Dans l’avant propos de ses pièces de théâtre, il écrivait : « J’ai toujours aimé passionnément le théâtre. Au lendemain de la guerre, j’ai découvert son pouvoir d’enchantement. » Quelques pages plus loin : « le rideau se lève. La magie est là ».
Des mots qui disent, en creux, une passion. Mais aussi et surtout ils racontent ce qui a façonné un homme. « La jeunesse s’est enfuie, mais la passion du théâtre est demeurée ». Et l’auteur de confier que tout au long de sa longue et riche existence il avait arpenté les salles de théâtre.
Il fallait d’ailleurs voir ses yeux embués alors que sur le plateau de la Grande Librairie, un soir d’avril 2021, François Busnel avait demandé à Vincent Lindon de venir lire un passage des pièces que l’homme en question avait écrit. Alors qu’il avait vécu une vie pleine et passionnante. Remplie et utile, il s’émouvait aux larmes, d’avoir pu, au crépuscule de son existence entendre ses mots être dits et joués par un acteur qu’il aimait.
Dans cet instant de télévision, Robert Badinter montrait une autre facette de lui. Celle d’un homme pour qui, au-delà de tout ce qu’il avait accompli avec brio et humanité, s’épanouissait aussi dans la création théâtrale, mais surtout dans ce que le spectacle vivant lui proposait comme émotion. Il nous disait à quel point l’enchantement du théâtre avait modifié sa perception du monde. Il racontait à quel point il considérait le théâtre comme une pierre essentielle de ce qui constituait la France.
Dans cette même émission, il confiait à quel point le théâtre avait façonné l’homme qu’il était devenu, en ce sens que les tragédies, les fictions, les vaudevilles qu’il avait vus sur scène lui avait conféré un petit quelque chose. « Un je ne sais quoi », aurait pu écrire Jankélévitch. Ce « je ne sais quoi » qui donne une consistance, qui façonne une ampleur, qui fait de quelqu’un une personne augmentée.
Robert Badinter était une personne augmentée. Non pas qu’il était un surhomme, non. Il était un homme augmenté de toute la culture qu’il avait emmagasiné en lui et qu’il avait digérée afin qu’elle était devenue une part entière de l’homme qu’il était. Il fallait le voir froncer les sourcils de malice quand il se mettait à parler de Victor Hugo, s’animer alors qu’il racontait les pièces de théâtre qu’il vénérait. Un homme augmenté au sens où toutes les expériences sensibles vécues grâce à la création artistique : littéraire, théâtrale, ou musicale, faisaient de lui un être à part. Richard Malka raconte que lorsque Badinter lui a demandé d’adapter son livre « Idiss » en BD, il s’était passionné pour la mise en bulles et la façon dont les dessins restitueraient l’histoire de sa grand-mère maternelle.

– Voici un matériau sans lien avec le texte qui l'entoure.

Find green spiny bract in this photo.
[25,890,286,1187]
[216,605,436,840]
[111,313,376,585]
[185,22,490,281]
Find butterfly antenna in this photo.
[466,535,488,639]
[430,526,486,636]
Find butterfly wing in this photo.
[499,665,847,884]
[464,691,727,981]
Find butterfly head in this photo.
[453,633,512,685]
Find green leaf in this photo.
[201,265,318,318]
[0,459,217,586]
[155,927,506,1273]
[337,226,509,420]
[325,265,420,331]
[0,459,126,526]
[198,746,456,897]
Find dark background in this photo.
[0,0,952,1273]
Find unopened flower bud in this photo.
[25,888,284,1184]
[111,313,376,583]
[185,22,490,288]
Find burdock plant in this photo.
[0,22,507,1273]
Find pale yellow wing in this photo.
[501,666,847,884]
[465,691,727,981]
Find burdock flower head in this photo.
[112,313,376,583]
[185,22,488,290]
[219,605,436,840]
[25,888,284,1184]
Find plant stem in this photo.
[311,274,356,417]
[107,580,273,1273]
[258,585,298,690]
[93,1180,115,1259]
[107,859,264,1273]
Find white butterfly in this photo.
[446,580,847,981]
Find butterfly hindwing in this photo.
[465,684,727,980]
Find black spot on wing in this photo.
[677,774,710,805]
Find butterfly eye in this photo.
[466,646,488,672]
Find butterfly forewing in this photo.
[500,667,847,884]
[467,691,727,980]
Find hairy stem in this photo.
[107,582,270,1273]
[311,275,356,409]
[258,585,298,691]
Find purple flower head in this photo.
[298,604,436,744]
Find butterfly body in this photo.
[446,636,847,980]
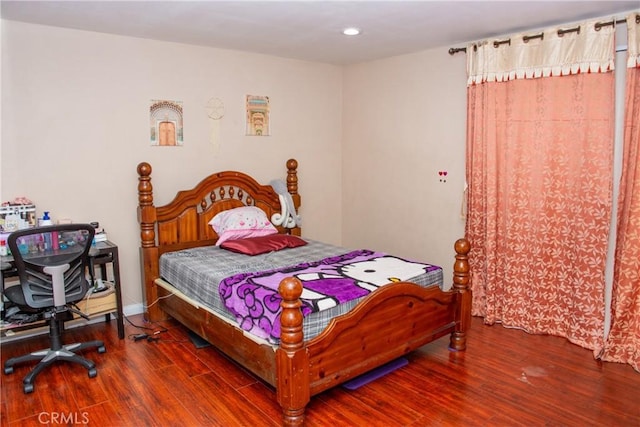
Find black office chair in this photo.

Évidemment, il faudrait aussi rappeler l’œuvre politique et humaniste magistrale de l’homme Badinter, comme une évidence. Elle l’est. Ce qui est tout autant fascinant dans le parcours de l’ex garde des Sceaux, c’est aussi la place de la culture. Comme si, peut-être l’un des enseignements de la vie inspirante de cet homme était le suivant : la création artistique dans sa dimension sensible polit les pierres humaines que nous sommes et nous augmente.